In the midst of the pandemic, through all the trials and tribulations, one Ontario grandmother took advantage of the time and made history.
Varatha Shanmuganathan graduated with a master’s in political science in late November 2021. With the accomplishment of attaining her second MA degree, the first of which being completed in the U.K., Shanmuganathan has become the oldest master’s recipient at York, being 87 years of age.

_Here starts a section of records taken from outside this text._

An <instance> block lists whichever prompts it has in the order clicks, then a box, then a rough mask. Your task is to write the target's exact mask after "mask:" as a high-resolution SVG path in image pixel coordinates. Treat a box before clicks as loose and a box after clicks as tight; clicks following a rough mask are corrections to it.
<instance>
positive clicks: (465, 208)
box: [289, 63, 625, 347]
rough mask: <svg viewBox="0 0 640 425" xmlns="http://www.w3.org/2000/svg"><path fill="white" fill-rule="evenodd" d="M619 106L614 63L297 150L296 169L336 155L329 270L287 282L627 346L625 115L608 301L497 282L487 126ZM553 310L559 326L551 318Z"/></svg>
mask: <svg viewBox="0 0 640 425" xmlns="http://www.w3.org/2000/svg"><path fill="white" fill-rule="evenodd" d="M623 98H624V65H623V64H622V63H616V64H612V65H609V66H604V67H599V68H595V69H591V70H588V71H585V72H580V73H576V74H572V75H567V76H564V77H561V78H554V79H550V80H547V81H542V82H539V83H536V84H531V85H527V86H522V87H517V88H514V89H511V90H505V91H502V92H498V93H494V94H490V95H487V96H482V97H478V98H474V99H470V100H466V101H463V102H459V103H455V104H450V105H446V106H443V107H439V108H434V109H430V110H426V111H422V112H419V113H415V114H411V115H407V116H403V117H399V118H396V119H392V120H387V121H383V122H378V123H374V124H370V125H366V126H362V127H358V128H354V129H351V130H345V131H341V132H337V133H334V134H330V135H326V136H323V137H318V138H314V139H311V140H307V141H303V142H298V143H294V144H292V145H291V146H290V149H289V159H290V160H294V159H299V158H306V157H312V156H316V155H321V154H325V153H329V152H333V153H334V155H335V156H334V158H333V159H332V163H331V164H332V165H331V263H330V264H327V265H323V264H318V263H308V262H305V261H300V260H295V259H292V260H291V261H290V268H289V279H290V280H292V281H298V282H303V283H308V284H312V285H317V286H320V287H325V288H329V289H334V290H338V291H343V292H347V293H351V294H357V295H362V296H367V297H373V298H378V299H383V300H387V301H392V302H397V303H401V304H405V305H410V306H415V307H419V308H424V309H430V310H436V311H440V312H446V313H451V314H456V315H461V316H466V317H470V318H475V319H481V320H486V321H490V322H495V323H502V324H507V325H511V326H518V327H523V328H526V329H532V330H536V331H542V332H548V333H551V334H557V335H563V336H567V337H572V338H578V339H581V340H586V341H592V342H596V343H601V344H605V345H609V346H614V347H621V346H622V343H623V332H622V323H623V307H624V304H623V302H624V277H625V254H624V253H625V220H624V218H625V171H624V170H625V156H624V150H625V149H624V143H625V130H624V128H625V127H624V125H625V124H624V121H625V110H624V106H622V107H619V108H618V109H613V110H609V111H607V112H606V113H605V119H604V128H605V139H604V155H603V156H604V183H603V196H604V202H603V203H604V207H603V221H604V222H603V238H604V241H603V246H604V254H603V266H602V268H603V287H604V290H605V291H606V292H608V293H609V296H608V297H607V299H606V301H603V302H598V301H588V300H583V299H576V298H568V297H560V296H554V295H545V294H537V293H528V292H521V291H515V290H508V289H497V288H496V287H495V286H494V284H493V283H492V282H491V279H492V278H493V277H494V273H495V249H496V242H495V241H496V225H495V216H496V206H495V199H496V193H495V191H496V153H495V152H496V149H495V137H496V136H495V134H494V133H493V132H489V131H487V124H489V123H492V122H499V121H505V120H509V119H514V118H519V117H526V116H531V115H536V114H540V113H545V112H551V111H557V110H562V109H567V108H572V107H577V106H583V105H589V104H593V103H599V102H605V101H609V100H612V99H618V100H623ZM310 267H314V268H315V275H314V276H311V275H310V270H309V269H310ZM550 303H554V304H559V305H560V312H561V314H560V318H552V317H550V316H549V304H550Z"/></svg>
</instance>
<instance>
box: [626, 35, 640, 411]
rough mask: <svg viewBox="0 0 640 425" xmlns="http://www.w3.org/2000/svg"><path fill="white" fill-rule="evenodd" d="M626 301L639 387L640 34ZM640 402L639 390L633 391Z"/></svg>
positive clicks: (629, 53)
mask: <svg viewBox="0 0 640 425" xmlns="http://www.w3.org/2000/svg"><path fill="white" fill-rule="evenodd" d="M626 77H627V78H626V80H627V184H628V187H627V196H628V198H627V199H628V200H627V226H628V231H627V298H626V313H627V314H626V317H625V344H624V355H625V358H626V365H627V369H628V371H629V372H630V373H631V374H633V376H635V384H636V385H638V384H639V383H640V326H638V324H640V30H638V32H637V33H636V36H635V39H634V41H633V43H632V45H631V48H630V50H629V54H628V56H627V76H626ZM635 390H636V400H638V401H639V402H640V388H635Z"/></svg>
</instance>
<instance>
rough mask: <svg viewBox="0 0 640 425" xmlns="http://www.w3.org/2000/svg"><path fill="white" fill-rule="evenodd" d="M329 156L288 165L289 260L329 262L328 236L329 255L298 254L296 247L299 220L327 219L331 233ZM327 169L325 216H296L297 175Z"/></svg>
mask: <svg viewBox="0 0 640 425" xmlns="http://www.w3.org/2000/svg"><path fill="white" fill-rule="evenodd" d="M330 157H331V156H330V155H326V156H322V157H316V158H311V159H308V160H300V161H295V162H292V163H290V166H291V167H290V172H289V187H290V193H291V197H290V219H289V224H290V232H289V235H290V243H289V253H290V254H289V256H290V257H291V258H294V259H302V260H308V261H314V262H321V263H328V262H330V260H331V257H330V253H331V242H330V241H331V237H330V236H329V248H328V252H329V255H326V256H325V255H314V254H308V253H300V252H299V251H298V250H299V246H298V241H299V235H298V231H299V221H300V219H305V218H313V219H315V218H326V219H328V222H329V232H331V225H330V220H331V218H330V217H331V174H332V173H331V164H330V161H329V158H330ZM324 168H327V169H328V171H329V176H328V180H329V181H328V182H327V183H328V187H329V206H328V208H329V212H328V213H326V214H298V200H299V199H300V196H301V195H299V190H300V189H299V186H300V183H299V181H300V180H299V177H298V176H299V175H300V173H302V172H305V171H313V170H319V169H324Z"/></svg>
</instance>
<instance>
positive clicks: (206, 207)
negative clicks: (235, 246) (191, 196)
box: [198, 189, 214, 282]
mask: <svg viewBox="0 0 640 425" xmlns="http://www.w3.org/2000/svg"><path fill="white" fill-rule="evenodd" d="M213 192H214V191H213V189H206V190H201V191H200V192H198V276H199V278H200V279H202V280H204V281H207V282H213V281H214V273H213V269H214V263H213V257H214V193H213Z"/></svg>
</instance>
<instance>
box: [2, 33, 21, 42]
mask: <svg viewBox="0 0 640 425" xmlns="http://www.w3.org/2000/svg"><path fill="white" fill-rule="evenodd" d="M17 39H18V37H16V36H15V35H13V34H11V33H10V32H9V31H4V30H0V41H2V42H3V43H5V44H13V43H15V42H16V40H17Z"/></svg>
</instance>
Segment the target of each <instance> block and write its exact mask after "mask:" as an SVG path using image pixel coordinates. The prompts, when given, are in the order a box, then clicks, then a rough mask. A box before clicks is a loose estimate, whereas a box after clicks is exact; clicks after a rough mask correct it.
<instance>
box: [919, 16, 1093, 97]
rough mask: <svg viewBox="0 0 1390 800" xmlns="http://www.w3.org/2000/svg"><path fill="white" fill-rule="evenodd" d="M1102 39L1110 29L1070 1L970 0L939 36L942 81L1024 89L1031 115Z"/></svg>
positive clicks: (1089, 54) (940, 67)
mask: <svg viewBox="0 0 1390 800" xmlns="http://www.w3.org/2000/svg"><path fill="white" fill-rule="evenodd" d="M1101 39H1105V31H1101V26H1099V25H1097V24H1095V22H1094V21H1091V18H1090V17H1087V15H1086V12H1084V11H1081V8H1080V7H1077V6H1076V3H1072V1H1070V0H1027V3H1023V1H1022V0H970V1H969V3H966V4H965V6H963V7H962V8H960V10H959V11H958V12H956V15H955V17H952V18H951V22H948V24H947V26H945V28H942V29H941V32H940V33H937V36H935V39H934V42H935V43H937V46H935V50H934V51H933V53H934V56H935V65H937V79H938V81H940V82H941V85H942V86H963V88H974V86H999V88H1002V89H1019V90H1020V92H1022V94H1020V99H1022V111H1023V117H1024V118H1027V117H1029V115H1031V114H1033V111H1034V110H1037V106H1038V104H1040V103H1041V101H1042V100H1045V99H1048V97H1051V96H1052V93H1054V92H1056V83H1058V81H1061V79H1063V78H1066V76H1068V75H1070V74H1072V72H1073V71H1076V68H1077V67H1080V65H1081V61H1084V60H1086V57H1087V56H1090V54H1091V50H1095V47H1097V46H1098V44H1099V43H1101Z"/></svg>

Shanmuganathan tells Excalibur all about her journey through education, the pandemic, and her hopes for future York graduates.
Why political science?
“Political science has been my favourite subject from the time I was in high school. When I did my first degree, that was one of the subjects. I had been thinking of non-violence and peace — that is the world view I have, because I grew up during the time Mahatma Gandhi was preaching non-violence in India,” Shanmuganathan shares.
What made you choose York?
“What pushed me into this was the fee waiver for seniors that York gives. I heard about it, and then I thought, ‘okay, I should go and join and do my higher degree’ but I didn’t want to opt for a PhD because of the time period that it takes for someone to finish. So I decided, ‘why not an MA? I can finish it in two years,’” she says.
“I should thank all those who supported me while I was going through this journey. I should thank my professors; I should thank the administrative staff in the political science department. I should thank my family. I should thank my friends. So, a lot of people have contributed towards this journey and my reaching this destination,” Shanmuganathan beautifully relays.
Jlenya Sarra-De Meo, graduate program administrator of the department of politics says: “I met Varatha in 2019 when she first visited our department. I was immediately struck by her enthusiasm, her eagerness to learn and improve. Once she entered the master’s program later that year, she inspired us all with her tenacity and determination.
“Varatha is an extraordinary woman! I feel honoured to have met her and proud to say that she graduated from our political science MA program at York,” Sarra-De Meo exclaims.
What was your experience of completing your degree during the pandemic?
“The first year was so good for me. I went to the campus, I walked through all the corridors. I went to the library. I went to the lounge. I spoke to people. It was like a dream for me — it was a pleasant period I should say.”
“Then 2020 came, and in March, the last lecture I was in, I heard, ‘no more.’ I came home, digested everything and when the lockdown came, my daughter and son-in-law both worked from upstairs and I have my grandson who is going to be five, he was with me. So, all of us tried to adjust and we adjusted.”
“It took one or two months to adjust and start a normal life. We didn’t go out, we were inside the house. Then I had to write my major research paper after I finished all my courses. I thought little by little, let me try, sit down and do it. I don’t work much at night, you know. I look after my eyesight, so I worked during the day.”
Shanmuganathan says that her interest and inner urge was her conviction to start, and keep, writing. “It came out to be a nice major research paper,” she says.
“I never realized that it was going to happen this way, and that the media was going to pick up on this. I am everywhere,” Shanmuganathan exclains on the widespread announcement of her graduation. “People are calling from different countries, and saying, “Oh you are there, we know about you!”
What is a message you wish to give our current generation?
“I would like to tell young people, when you go for something, go for it! When you decide to do something, do it. That’s how. Before doing something, we should be thinking and deciding the pros and cons of what we are going to do. But when we have decided on something, go forward.
Go for it, and get it, and you will get it and you will enjoy it.”